Je réagirai aussi à cette tentative de récupération de la communauté juive de Nice sur l’objectif de l’agression. C’était bien les soldats qui étaient visés et non la communauté juive. La récupération de cet événement n’était pas une bonne idée. Elle était plutôt maladroite sinon contre-productive pour ceux qui ont entendu ces déclarations. Les menaces sur la communauté juive sont réelles comme l’attaque djihadiste l’a montré à Copenhague ce samedi mais la cible est avant tout notre société occidentale.
Quant à la mission des forces armées sur le territoire national, n’est-il pas temps aussi de se pencher sur la durée de la mission ? Dans son audition parlementaire (Cf. Audition du CEMA, 3 février 2015), le CEMA déclarait que la mission, en accord avec le président de la République, devait durer un mois, c’est-à-dire jusqu’au 15 février, car il n’était pas en mesure d’assurer la relève pour des unités pourtant déjà sur le terrain un mois d’affilée. Or ce vendredi 13, le ministre de la défense déclarait que la mission durerait tant que le besoin s’en ferait sentir.
Engagement sur le territoire national et condition militaire
Il est temps sans doute d’approcher aujourd’hui le coût de l’opération Sentinelle, prudemment non quantifiée ni quantifiable (surprenant d’ailleurs). Quelles seront les compensations accordées aux militaires déployés 24h/24, avec quel régime indemnitaire ? Ces questions ne sont pas abordées en général chez les militaires. Ils assurent la mission, ils en sont fiers. Il est certain (et chacun en est convaincu) qu’ils ne demanderont rien.
Cependant au nom de l’équité avec les forces de police, cela devra être abordé. Le coût comparé en homme/ jour, les horaires sur le terrain et leur compensation, devront être étudiés. Ces questions seront sans doute ignorées mais c’est le rôle des chefs militaires de les poser aujourd’hui. S’ils ne le font pas ou s’ils ne sont pas entendus, les associations professionnelles militaires qui seront imposées aux forces armées sauront le rappeler dans quelques mois au titre de la « condition militaire » dans des circonstances analogues.

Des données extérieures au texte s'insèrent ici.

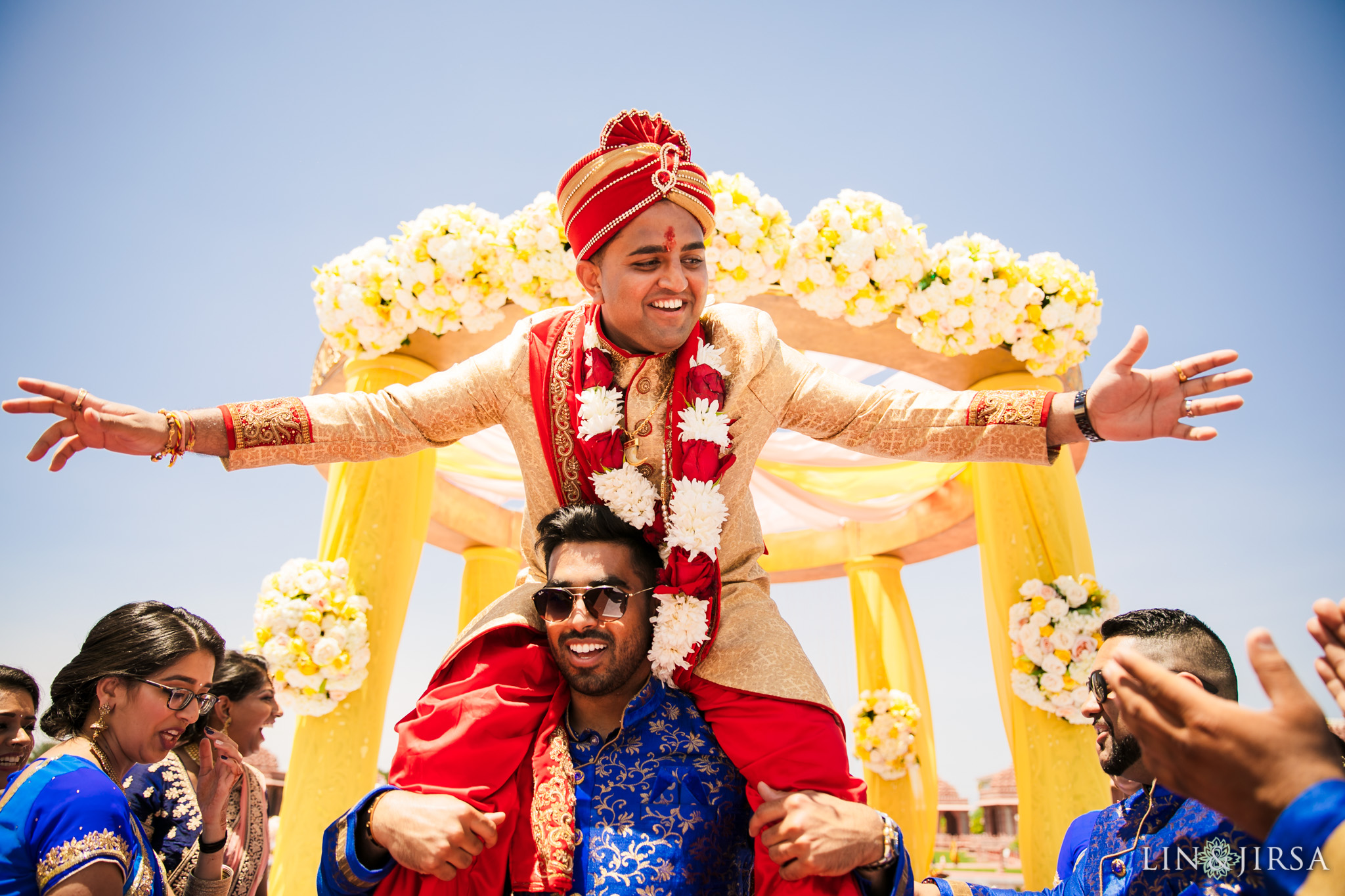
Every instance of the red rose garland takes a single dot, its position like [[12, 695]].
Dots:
[[688, 530]]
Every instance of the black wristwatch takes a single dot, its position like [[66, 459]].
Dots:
[[1082, 417]]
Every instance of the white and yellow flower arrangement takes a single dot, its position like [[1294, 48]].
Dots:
[[884, 727], [314, 633], [1053, 631], [747, 251], [539, 264], [857, 257]]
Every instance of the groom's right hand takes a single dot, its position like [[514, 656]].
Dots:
[[432, 833]]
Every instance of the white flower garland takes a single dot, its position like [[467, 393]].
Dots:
[[695, 509], [884, 725], [751, 238], [1053, 631], [314, 634]]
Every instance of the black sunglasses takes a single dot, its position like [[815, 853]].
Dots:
[[182, 698], [604, 602], [1098, 685]]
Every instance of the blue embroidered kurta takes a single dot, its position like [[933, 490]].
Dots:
[[1185, 849], [57, 817], [163, 798], [659, 809]]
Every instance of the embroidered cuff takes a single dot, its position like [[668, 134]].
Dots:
[[1302, 832], [341, 872], [1009, 408], [280, 421]]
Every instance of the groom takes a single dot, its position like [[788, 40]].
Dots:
[[638, 211]]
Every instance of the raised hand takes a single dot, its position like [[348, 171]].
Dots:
[[432, 833], [88, 421], [1245, 763], [221, 766], [1128, 405], [813, 833], [1328, 626]]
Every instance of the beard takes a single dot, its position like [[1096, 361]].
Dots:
[[1125, 753], [625, 660]]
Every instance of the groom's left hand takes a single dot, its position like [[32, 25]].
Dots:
[[1130, 405], [811, 833]]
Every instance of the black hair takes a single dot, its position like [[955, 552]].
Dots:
[[237, 676], [1183, 643], [592, 523], [133, 641], [14, 679]]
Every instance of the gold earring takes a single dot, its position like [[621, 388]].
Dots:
[[101, 726]]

Des effectifs trop peu nombreux au sein des Armées
Sur le plan opérationnel, le CEMA a rappelé son inquiétude devant la durée de l’opération Sentinelle. Avec ses 10 500 hommes mais seulement 321 réservistes, les armées assurent la protection de 800 postes sensibles non relevables sans conséquences aujourd’hui pour les autres missions mais « Si nous n’y prenons pas garde, nous ne pourrions bientôt ne plus être capables de remplir ces missions, tout en se posant la question suite aux crises actuelles des limites de la civilianisation et de l’externalisation ».
D’autres points qui ne sont pas anodins ont été évoqués. Il a exprimé son inquiétude devant la désertification militaire. Il a souligné avec justesse le rôle social de l’officier dans la construction de la nation. Une réforme de la réserve militaire est devenue une nécessité mais c’est un vieux serpent de mer.
Ces missions intérieures rappellent le rôle des armées dans la protection de la population française. Elles ont subi depuis le début de l’opération 370 incidents (Cf. Zone militaire). La publicité qui apparaissait depuis plusieurs mois discrètement sur le recrutement pour l’armée de terre de 10 000 hommes (quelle entreprise recrute autant aujourd’hui ?) avait pour slogan la protection de la population française. Prémonition qui s’affiche maintenant clairement sur les chaines de télévision dans la campagne de recrutement.
Les soldats sont l‘incarnation de l’Etat dans la protection qu’il procure à ses citoyens.